For a long-lasting partnership, great support goes a long way. Cloudanix has delivered exceptional support whenever required. Their edge is their team is always ready to go beyond to solve any issues that we have. This speaks volumes about the culture at Cloudanix.
Beyond the technology, Cloudanix feels like an extension of our own team. Their willingness to stand up a dedicated Middle East tenant for us and provide exceptional support at a sensible price makes them a long-term partner for Hugosave.
The real-time notifications that Cloudanix provides are a real lifesaver. Their adaptive notifications ensure that my team stays productive and doesn't get interrupted all the time.
The whole point in technological evolution is to help improve the world we live in. We must protect that and to do so requires an effective and efficient security strategy. The Cloudanix team helped make our public cloud security posture management strategy a reality. The symbiotic relationship we have allows for a continuous feedback loop which is how business should operate.
Multi-cloud security, asked plainly.
How is Cloudanix different from AWS Security Hub + Azure Defender + GCP Security Command Center stitched together?

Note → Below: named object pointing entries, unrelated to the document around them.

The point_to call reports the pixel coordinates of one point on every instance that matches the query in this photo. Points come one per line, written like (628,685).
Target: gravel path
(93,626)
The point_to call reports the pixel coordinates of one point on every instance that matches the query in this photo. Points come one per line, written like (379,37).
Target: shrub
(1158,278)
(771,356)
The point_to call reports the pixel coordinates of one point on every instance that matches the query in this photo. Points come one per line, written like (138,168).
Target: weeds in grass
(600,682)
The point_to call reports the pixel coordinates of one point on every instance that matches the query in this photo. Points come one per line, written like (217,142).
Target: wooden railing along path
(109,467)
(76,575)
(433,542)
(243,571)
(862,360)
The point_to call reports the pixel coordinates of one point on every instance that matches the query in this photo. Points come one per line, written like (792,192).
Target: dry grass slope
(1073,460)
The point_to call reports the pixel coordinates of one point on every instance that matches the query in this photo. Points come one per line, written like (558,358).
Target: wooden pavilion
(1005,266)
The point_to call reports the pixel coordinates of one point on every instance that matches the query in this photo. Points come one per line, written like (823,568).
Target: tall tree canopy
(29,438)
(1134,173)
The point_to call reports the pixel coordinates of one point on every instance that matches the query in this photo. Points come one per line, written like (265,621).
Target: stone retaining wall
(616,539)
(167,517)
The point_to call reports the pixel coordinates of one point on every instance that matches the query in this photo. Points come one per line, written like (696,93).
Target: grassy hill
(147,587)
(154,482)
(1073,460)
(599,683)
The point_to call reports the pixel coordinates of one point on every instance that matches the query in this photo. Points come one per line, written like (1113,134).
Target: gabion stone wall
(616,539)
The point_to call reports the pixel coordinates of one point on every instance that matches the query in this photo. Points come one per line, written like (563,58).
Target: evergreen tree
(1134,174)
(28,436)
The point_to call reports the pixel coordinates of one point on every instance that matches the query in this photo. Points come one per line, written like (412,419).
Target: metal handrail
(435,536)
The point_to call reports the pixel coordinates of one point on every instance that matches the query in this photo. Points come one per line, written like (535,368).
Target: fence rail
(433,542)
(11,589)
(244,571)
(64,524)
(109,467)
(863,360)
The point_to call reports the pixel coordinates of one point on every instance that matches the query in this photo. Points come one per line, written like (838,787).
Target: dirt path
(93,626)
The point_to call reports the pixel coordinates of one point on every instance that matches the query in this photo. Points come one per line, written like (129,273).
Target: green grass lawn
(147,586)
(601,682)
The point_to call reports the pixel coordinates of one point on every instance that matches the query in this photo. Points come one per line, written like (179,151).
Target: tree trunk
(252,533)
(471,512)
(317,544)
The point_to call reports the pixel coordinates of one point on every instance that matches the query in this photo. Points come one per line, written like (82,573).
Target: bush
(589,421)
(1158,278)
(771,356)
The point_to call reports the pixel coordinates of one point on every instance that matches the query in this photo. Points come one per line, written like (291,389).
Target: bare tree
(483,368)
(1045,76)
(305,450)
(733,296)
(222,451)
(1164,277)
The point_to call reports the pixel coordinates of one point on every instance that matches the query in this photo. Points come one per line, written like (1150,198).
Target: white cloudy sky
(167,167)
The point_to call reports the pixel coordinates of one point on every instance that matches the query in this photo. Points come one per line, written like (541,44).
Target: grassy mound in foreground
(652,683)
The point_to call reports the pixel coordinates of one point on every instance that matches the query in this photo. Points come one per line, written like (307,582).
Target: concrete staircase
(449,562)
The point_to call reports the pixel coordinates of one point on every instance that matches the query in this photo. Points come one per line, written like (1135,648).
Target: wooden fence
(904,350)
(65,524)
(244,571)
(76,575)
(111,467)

Three differences. (1) One product, not three. One console, one policy language, one query language, one alert workflow — across all three clouds. The stitched version is three different products you operate separately, plus the SIEM glue between them. (2) Cross-cloud relationships. Native tools can't trace a path that starts in AWS and ends in GCP. Cloudanix can, because both endpoints are in the same graph. (3) Capabilities native tools don't ship. Real CIEM, JIT brokering, MCP-native Agentic broker, Database JIT and DAM — not standard in any of the hyperscaler-native bundles.
How do you keep coverage parity across clouds when AWS ships new services constantly?

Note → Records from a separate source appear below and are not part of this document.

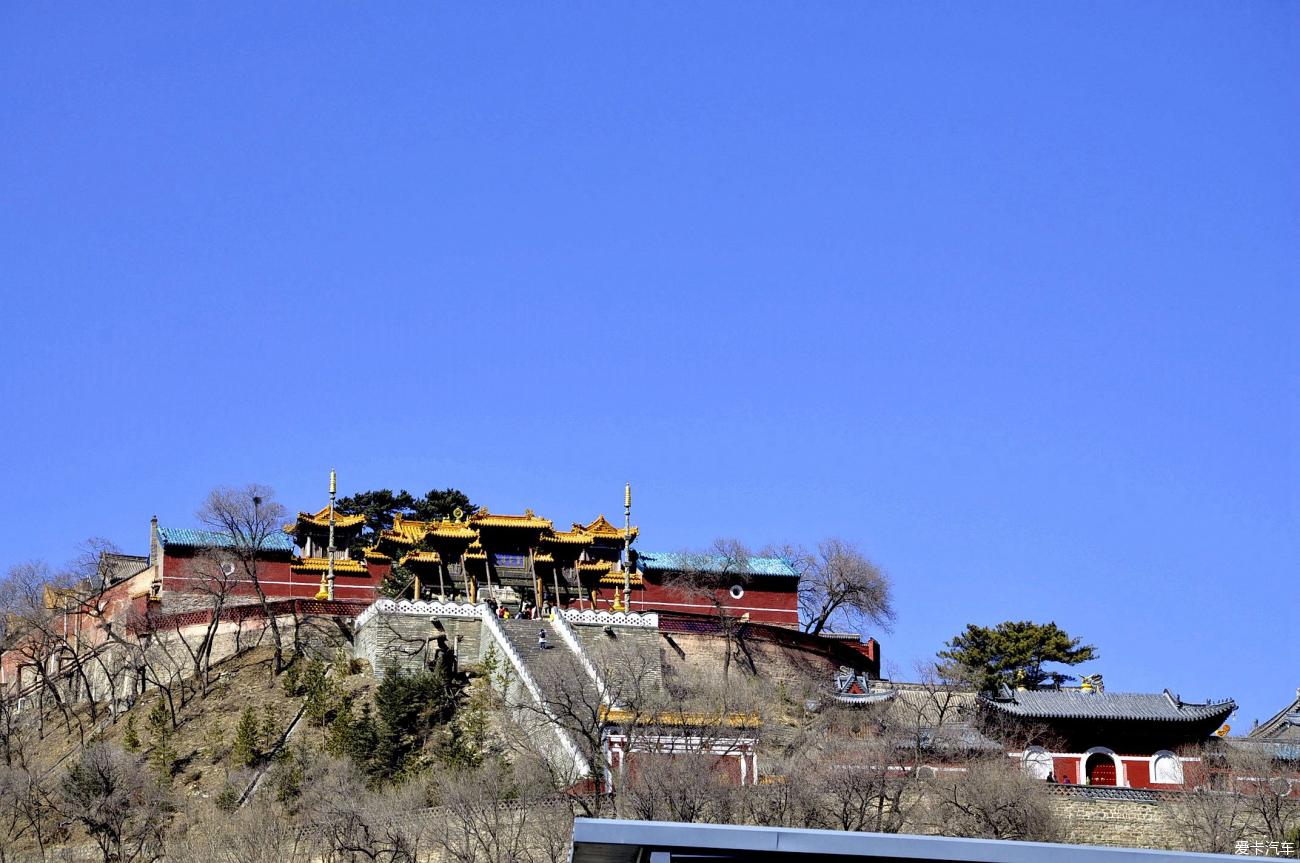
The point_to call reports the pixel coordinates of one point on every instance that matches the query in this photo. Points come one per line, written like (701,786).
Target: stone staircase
(558,672)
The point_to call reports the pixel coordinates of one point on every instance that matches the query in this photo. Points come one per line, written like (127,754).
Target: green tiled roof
(186,538)
(675,562)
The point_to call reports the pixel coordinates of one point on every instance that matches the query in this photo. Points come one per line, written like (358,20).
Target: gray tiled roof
(186,538)
(1057,703)
(675,562)
(1283,725)
(117,567)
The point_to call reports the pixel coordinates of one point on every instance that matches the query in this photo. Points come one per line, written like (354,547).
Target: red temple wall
(277,579)
(763,602)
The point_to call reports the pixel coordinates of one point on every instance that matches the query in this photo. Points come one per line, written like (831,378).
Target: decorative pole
(333,488)
(627,547)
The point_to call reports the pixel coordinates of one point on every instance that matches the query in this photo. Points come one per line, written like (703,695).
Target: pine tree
(245,750)
(410,707)
(163,755)
(131,738)
(269,734)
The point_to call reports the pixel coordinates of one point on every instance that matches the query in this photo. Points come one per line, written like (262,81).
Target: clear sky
(1004,293)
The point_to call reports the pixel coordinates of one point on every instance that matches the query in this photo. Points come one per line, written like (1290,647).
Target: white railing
(566,632)
(416,607)
(642,619)
(529,682)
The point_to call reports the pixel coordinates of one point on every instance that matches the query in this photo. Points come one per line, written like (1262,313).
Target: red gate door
(1101,770)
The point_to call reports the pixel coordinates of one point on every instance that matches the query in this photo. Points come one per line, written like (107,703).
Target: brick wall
(408,641)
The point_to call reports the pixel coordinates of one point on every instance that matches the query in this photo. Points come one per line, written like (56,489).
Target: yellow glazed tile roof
(567,538)
(603,529)
(616,579)
(321,564)
(484,519)
(321,520)
(420,556)
(681,718)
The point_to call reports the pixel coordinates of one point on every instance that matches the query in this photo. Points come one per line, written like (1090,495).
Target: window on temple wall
(1036,762)
(1166,767)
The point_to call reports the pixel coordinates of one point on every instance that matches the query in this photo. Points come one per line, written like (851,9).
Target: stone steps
(555,668)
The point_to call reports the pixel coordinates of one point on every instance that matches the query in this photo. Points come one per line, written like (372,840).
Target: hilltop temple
(516,560)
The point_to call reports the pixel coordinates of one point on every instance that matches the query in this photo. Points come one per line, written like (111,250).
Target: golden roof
(603,529)
(321,520)
(681,718)
(56,597)
(410,532)
(567,538)
(420,556)
(484,519)
(616,579)
(321,564)
(451,530)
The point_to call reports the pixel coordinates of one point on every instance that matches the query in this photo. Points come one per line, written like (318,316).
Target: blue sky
(1008,295)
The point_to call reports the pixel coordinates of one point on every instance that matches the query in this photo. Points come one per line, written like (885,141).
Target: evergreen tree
(321,693)
(163,755)
(1013,654)
(410,707)
(130,737)
(269,732)
(380,506)
(245,751)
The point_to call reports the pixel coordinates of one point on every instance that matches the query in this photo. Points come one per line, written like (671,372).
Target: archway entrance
(1100,770)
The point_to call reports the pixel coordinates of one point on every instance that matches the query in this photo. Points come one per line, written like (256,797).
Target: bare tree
(1240,790)
(677,788)
(499,814)
(256,833)
(705,579)
(992,798)
(350,823)
(117,803)
(248,517)
(839,582)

Two practices. (1) Coverage gets prioritized by use, not by which cloud announced it. When AWS ships a new service, we add inventory and posture support if our customers use it. The team adding Azure and GCP equivalents works the same way — by customer pull, not by alphabetical order. (2) For posture rules, we abstract to common types (storage_object, compute_instance, identity_principal) and write rules against those — so a new service that's a variant of an existing primitive often inherits rule coverage on day one.
Do you support OCI / DigitalOcean / Alibaba / IBM Cloud?
OCI and DigitalOcean: yes, generally available with the coverage shown in the table. Alibaba Cloud and IBM Cloud: available on request — not in the default product surface, but enterprise plans can include them via the same integration framework if requested at deal time. Self-managed Kubernetes (anywhere) is first-class regardless of which cloud the nodes run on.
What about hybrid / on-prem?
Cloudanix covers the cloud side of hybrid (the AWS / Azure / GCP / OCI accounts), plus Kubernetes wherever it runs (including on-prem K8s clusters). For on-prem servers and traditional VMware estates without cloud-API surface, you'd want a different tool — that's the EDR / NDR space, not where we focus.
How does cross-cloud attack-path traversal work in practice?
The asset graph spans all connected clouds. When traversal computes reachability, it doesn't stop at cloud boundaries — an IAM role in AWS that assumes a federated role into GCP, an Azure Function with a service principal that has access to a GCP project, a Kubernetes ServiceAccount with workload-identity binding to an AWS IAM role — these are all edges in the same graph. Attack paths read them naturally.
How does the licensing work across clouds?
You're billed by usage volume (resources, scans, events), not per cloud. Adding a second or third cloud doesn't add a "per-cloud platform fee" — your bill grows by the marginal resource count, not by a multiplier. Specific pricing tiers and what counts toward each are published on the pricing page.